Zum Plot: In Accra droht eine Cyber-Attacke. Ein pensionierter Polizist wird zur Arbeit zurückgerufen. In der Sahara sitzt ein undurchsichtiger Programmierer, der sich in dieses Stromnetz der Hauptstadt einklinkt. Und eine junge Frau kommt vom Land nach Accra, um Arbeit zu finden. Alle drei Personen sind auf gewisse Weise miteinander verbunden. Bislang publiziert Dotse Artikel zur Befindlichkeit afrikanischer Science Fiction (u.a. im britischen Guardian) und dreht künstlerische Filme.
Accra hat momentan geschätzte 2,3 Millionen Einwohner, Einwohnerzahl steigend. Im Nordwesten der Stadt befindet sich eine Mülldeponie. Auf einem Areal von 16 km2 sammelt sich Elektromüll. Die Einwohner von Agbogbloshie werten alte TV-Geräte, Kabel und andere Elektrogeräte aus - bei der Arbeit werden giftige Weichmacher und Blei freigesetzt. Laut Schätzungen kann man sich nicht länger als 2 Stunden in dem Viertel aufhalten, ohne gesundheitliche Schäden zu riskieren. Die Lebenserwartung dort lebender Kinder ist häufig nicht höher als zwanzig Jahre. Leukämie und Krebs sind weit verbreitet.

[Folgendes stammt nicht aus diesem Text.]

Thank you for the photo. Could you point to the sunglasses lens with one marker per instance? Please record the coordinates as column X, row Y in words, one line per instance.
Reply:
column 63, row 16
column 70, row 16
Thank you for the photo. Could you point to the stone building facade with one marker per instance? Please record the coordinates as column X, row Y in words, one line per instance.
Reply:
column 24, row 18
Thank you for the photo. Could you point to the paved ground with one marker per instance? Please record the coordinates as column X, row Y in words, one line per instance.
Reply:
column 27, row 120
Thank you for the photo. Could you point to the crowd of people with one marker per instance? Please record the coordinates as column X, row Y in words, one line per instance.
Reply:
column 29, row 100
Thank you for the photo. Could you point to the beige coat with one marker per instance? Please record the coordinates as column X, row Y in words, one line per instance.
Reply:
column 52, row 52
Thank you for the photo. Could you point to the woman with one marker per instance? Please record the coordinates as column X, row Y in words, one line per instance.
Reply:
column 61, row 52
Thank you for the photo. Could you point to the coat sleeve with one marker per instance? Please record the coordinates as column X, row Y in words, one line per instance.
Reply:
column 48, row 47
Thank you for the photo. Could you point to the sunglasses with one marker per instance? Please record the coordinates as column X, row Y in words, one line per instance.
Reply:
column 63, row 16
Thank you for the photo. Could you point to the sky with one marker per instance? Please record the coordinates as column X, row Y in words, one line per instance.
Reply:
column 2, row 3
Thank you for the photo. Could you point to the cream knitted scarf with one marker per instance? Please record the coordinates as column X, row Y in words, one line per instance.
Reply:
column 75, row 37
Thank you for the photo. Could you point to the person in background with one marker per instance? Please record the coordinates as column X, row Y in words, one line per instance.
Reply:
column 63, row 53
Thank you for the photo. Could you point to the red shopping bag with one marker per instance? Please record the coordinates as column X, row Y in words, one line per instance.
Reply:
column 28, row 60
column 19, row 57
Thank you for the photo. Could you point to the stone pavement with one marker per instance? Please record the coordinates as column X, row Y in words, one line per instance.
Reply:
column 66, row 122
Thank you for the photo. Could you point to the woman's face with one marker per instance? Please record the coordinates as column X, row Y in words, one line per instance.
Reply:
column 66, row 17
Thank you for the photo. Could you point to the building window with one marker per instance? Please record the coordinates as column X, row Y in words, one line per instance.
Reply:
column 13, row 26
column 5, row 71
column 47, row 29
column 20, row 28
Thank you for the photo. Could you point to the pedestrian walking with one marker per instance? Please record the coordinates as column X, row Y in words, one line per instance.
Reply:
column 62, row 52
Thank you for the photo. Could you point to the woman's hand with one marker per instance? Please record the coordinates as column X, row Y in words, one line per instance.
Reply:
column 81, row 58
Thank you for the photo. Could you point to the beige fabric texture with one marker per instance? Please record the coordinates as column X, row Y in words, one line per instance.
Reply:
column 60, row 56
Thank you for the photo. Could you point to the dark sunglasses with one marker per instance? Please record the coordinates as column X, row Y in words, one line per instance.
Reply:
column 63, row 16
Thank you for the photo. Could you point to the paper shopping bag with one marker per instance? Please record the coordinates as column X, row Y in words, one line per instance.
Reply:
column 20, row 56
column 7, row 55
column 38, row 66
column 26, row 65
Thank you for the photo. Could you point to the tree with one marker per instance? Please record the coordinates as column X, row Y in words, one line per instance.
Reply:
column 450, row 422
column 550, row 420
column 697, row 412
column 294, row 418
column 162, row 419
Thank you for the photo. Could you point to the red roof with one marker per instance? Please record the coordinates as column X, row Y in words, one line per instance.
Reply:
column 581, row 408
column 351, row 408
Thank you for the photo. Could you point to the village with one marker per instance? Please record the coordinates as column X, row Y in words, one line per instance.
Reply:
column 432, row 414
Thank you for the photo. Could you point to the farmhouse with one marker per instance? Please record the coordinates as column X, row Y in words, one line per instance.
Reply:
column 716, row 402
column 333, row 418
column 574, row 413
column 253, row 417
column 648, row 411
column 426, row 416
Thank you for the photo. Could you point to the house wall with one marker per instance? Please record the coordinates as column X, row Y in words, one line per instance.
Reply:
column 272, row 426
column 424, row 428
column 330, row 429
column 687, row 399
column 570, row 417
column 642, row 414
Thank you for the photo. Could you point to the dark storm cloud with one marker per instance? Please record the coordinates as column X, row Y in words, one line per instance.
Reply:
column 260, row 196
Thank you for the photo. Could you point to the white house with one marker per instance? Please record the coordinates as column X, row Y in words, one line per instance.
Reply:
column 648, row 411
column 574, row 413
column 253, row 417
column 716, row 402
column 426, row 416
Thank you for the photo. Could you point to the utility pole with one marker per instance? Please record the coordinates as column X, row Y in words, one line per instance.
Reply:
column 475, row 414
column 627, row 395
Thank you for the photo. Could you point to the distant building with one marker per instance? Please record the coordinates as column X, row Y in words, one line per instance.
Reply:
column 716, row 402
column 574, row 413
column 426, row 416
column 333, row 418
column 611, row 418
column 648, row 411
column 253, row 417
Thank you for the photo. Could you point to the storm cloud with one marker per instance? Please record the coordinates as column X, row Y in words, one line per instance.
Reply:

Technologie, defekte Elektrogeräte, Kabel, hohe Kriminalitätsrate, lokale Namen: Sodom und Gomorrah oder in den Medien: "Toxic City" - diese Features lesen sich wie der Stoff für einen Cyberpunk-Roman.
Agbogbloshie ist jedoch nicht Ästhetik, Agbogbloshie ist schlechte Politik.
Jacopo Ottaviani beschreibt bei Spiegel Online den Recycling-Kreislauf der alten Geräte. Wenn ein Unternehmen sein IT-Equipment austauscht, funktionieren die alten Geräte häufig noch. Sie werden dann über viele Mittelsmänner, Händler, Second-Hand-Verkäufer und Mechaniker nach Ghana (und sicher auch andere afrikanischen Staaten) verschifft. Ghana bekommt also Ausschussware und dort können die alten Geräte billig(er) erworben werden. Das Problem bei Agbogbloshie ist, dass auch kaputte Geräte verschifft werden. Nach dem Basler Abkommen ist dies verboten. Sondermüll darf nicht zwischen Ländern ausgetauscht werden und Elektro-Schrott auch nur, wenn umweltunschädliche Techniken im Land vorhanden sind, diesen Müll zu verarbeiten. Dies trifft auf Ghana nicht zu. Die giftigen Stoffe verschmutzen Boden, Luft und Wasser, gelangen in den Atlantik.
Dotse spricht diese Zweitverwertung an; und dann zugespitzt: Wie soll Science Fiction entstehen, wenn die Beziehung zur Technologie Second-Hand in Ghana ist? Wenn zudem ausreichendes Wissen um die Gefahr von gebrauchtem Gerät nicht vorhanden ist oder aus existenziellen Gründen missachtet wird?